LiDAR-based mapping of paleo-ice streams in the eastern Great Lakes sector of the Laurentide Ice Sheet and a model for the evolution of drumlins and MSGLs
Published in GFF, 2018
Shane Sookhan, Nick Eyles, Niko Putkinen
The bedrock basins of lakes Erie and Ontario are separated by the Niagara Peninsula of Southern Ontario but together comprise a 600 km long depression through which water drains eastwards into the St. Lawrence River and the Atlantic. During successive glaciations it acts as a major conduit for ice entering and leaving the Great Lakes region from the southern Quebec centre of the Laurentide Ice Sheet (LIS; Occhietti et al. 2001, 2011) (Figs. 1 and 2). The Erie-Ontario drainage basin as a whole, includes a large part of Southern Ontario in Canada, and extends into the USA south to the Finger Lakes, west into Pennsylvania and Ohio and east to the Catskill and Adirondack mountains of New York State to the Hudson River Valley (Fig. 2). Much of this area is underlain by soft, easily eroded Paleozoic shales and glacial sediments such as tills and glaciolacustrine deposits recording interruption of eastwards Great Lake drainage and extensive ponding of deep proglacial lakes both during ice advance and retreat.
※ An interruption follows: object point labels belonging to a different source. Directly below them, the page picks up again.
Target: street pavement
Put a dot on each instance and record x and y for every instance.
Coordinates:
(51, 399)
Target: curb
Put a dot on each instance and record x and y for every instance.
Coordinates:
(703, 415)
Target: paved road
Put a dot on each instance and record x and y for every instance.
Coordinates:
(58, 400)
The area has long attracted the attention of glacial geologists because it contains an impressive geomorphic record of former ice flow dynamics represented by more than 15,000 drumlins (Fairchild 1900, 1907, 1911, 1929, 1932; Hubbard 1906; Slater 1929; Putnam & Chapman 1943; Gravenor 1953, 1957; Miller 1971, 1974; Potter & Potter 1971; Muller 1974; Crozier 1975; White 1985; Francek 1991; Boyce & Eyles 1991; Menzies et al. 1997, 2016; Hart 1999; Briner 2007; Kerr & Eyles 2007; Hess & Briner, 2009; Gentoso et al. 2012; Maclachlan & Eyles 2013; Eyles & Doughty 2016; Sookhan et al. 2018). As a consequence of newly available, high resolution digital imagery for this area, numerous corridors of subglacial landforms previously reported as “flute-like” (Fairchild 1929; Hart 1999; Hess & Briner 2009) can now be more properly identified as flow sets of “megascale glacial lineations” (MSGLs) recording the former presence of fast flowing paleo-ice streams (Hess & Briner 2009; Eyles & Doughty 2016; Sookhan et al. 2018).